More spam bot signatures

There's another spam bot heuristic which is the exact complement to the one described in my prevous post. The idea is to keep rack of how many different HELO domains an SMTP client uses.

  defer
    message   = Probable spam bot HELO varies between $sender_rate domains
    # whitelist checks go here
    ratelimit = 2.2 / 1w / per_conn / strict \
      / unique=$sender_helo_name / $sender_host_address

This is mostly the same as the code in my previous post, but the lookup key is the client's IP address, and we only increase the measured rate if the client uses a different unique HELO domain.
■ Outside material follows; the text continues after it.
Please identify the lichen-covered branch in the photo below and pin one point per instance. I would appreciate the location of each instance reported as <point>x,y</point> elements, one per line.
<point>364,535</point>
This check also works very well at detecting spam bots. When testing it I noticed that one particular bot likes to use a HELO domain consisting entirely of random upper-case letters, and it only talks to one of our servers with the lowest IP address. So I added a specific (cheaper) check to deal with it. This causes the bot to go away, and legitimate senders will retry with a different server.

  defer
    message   = Probable spam bot HELO - please try another server
    condition = ${if and{{ eq{$primary_hostname}{ppsw-0.csi.cam.ac.uk} } \
                              { match{$sender_helo_name}{^[A-Z]+\$} }} }

There is a small risk of false positives with the variable HELO domain test. Some outgoing mail server clusters are behind a NAT, so we see HELO domains from multiple servers coming from the same IP address. I also found a number of false positives for the popular HELO domain check (most prominently rediffmail.com and easyjet.com). The way I'm dealing with them (which I hope will work in the long term) is as follows.

For the popular HELO domain check described in my previous post, I maintain a lookup table of legitimate HELO domains that trigger the check. The following replaces the hard-coded check for localhost.localdomain that appears in my previous entry.
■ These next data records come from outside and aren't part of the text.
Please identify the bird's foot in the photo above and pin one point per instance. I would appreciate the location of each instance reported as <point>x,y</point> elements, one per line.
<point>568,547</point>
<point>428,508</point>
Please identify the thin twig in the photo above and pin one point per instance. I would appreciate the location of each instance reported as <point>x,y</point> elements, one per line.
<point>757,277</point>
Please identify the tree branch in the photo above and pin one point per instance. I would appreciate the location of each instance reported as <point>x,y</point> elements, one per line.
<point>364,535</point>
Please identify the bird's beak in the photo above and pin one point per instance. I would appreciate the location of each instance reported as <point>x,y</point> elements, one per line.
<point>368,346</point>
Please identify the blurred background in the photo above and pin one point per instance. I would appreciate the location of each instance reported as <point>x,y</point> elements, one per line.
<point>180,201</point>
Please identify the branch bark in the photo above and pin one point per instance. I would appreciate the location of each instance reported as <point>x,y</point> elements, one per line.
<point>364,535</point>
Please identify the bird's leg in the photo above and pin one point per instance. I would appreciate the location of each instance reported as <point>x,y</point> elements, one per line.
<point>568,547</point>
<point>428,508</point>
    condition = ${if !match_domain{$sender_helo_name}{cdb;DB/helo_ok.cdb} }

As well as allowing through clients whose HELO domain can be verified, I now also check dnswl.org for well-known legitimate senders, and I maintain a table of sending hosts that slip through the other checks.

  ! verify   = helo
  ! hosts    = +helo_ok
  ! dnslists = list.dnswl.org

To avoid problems with false positives, my anti-spam-bot checks return a temporary error code ("defer" in Exim-speak instead of "deny"). I then have a nightly audit script which looks for hosts that appear to be repeatedly retrying a messages and which should be added to my whitelist tables. It might be possible to automate this table maintenance, again using the ratelimit feature, but I expect that will require a bit more experience to determine the right thresholds.